So as you can see, we can really use any key value pairs that we see in our HTML.

And once we have selected an outer selection of HTML, we can continue on by searching that HTML for more detailed information.  For example, to find the information particular to John Lennon.

In [36]:
john_lennon_hrefs = cols[0].findAll('a', {'title': 'John Lennon'})
john_lennon_hrefs

[<a href="/wiki/John_Lennon" title="John Lennon">John Lennon</a>]

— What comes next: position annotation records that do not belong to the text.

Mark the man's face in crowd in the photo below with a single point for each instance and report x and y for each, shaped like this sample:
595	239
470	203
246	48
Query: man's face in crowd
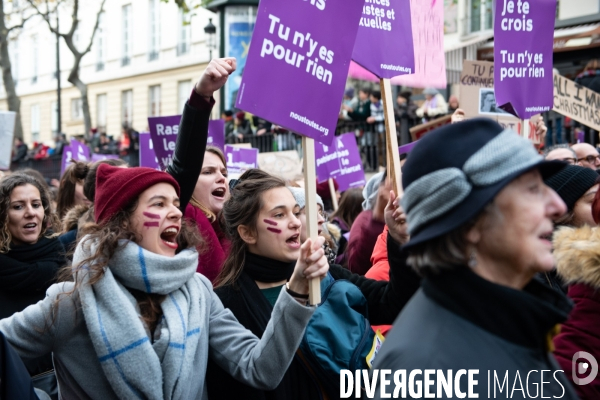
565	155
587	155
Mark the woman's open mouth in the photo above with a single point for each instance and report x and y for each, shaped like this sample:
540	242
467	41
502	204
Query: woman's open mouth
219	193
169	237
30	227
294	241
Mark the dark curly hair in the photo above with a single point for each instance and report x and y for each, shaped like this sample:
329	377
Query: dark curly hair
7	185
106	237
243	208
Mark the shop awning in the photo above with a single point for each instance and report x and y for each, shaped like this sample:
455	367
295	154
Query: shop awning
565	39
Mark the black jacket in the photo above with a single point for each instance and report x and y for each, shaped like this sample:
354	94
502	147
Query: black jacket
189	151
458	320
26	272
250	307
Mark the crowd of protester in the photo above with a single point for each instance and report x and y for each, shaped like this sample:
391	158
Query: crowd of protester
130	282
126	146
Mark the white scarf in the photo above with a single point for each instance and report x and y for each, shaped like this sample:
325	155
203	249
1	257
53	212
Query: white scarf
135	367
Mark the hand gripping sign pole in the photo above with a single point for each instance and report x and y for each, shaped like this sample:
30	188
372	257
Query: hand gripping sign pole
310	190
393	157
333	194
301	44
525	128
387	53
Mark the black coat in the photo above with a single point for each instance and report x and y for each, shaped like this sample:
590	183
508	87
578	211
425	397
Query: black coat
250	307
189	151
458	320
26	272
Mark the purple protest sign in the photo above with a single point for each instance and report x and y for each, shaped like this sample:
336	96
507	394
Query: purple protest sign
384	44
240	159
147	155
102	157
407	148
67	156
341	161
80	151
77	152
300	44
523	41
164	130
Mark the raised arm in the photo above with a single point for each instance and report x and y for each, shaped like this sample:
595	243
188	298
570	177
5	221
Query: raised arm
193	128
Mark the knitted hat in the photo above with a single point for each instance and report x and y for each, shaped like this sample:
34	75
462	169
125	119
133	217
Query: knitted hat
301	198
477	160
117	187
572	182
323	188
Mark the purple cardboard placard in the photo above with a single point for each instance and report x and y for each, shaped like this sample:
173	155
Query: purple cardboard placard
303	45
77	152
240	159
164	130
102	157
80	151
67	156
523	46
407	148
147	155
341	161
384	44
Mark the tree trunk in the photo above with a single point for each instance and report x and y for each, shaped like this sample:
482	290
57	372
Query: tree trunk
14	103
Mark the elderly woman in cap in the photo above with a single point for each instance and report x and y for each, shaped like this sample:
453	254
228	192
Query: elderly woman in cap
479	217
434	105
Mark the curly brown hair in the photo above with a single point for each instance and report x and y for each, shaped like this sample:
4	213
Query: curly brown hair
7	185
243	208
75	174
106	237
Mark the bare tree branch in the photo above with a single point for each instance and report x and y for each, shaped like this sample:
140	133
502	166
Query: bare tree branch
20	26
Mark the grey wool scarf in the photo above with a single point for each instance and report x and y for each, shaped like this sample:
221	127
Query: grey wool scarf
135	367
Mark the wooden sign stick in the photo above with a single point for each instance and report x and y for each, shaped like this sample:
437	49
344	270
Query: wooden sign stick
333	194
310	190
393	157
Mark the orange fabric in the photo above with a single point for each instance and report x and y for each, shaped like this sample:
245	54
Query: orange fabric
380	269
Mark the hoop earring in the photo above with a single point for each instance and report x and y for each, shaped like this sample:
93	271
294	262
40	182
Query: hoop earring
473	259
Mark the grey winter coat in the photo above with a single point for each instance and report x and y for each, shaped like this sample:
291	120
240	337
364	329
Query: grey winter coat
258	362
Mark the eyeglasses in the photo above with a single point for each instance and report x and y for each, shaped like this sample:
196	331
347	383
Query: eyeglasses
568	160
323	215
591	159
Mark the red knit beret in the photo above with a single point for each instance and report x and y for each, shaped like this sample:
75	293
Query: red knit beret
117	187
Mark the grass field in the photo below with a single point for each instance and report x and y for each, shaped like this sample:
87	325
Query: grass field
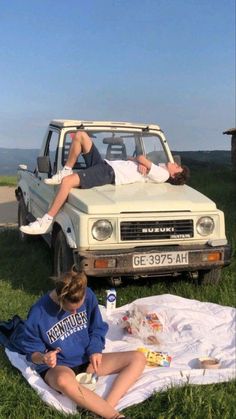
24	272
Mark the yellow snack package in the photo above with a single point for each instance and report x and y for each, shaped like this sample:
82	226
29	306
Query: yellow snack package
156	359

And once we find the correct element, we can then access various attributes of that html directly.

In [37]:
john_lennon_hrefs[0].text

'John Lennon'

In [43]:
john_lennon_hrefs[0]['href']

'/wiki/John_Lennon'

In [44]:
john_lennon_hrefs[0]['title']

'John Lennon'

### Summary

In this lesson, we saw how we can use the beautiful soup libary.  We saw that we can do so by first making a request to the relevant url, and then extracting the text.

In [45]:
response = requests.get('https://en.wikipedia.org/wiki/The_Beatles')

html = response.text

This returns a string, which we can then pass into beautiful soup to more easily parse.

In [47]:
from bs4 import BeautifulSoup as bs
soup = bs(html, 'html.parser')

And from there, we can use the findAll method, which takes both the tag name and key value pairs of any attributes in the HTML.

In [49]:
cols = soup.findAll('td', {'colspan': '2'})

And we extract find specific attribute values in the selected HTML by specifying the relevant key.

In [51]:
cols[0]['class']

['infobox-image']

Or if we prefer, we can also retrieve the text.

In [52]:
cols[0].text

'The Beatles in 1964; clockwise from top left: John Lennon, Paul McCartney, Ringo Starr and George Harrison'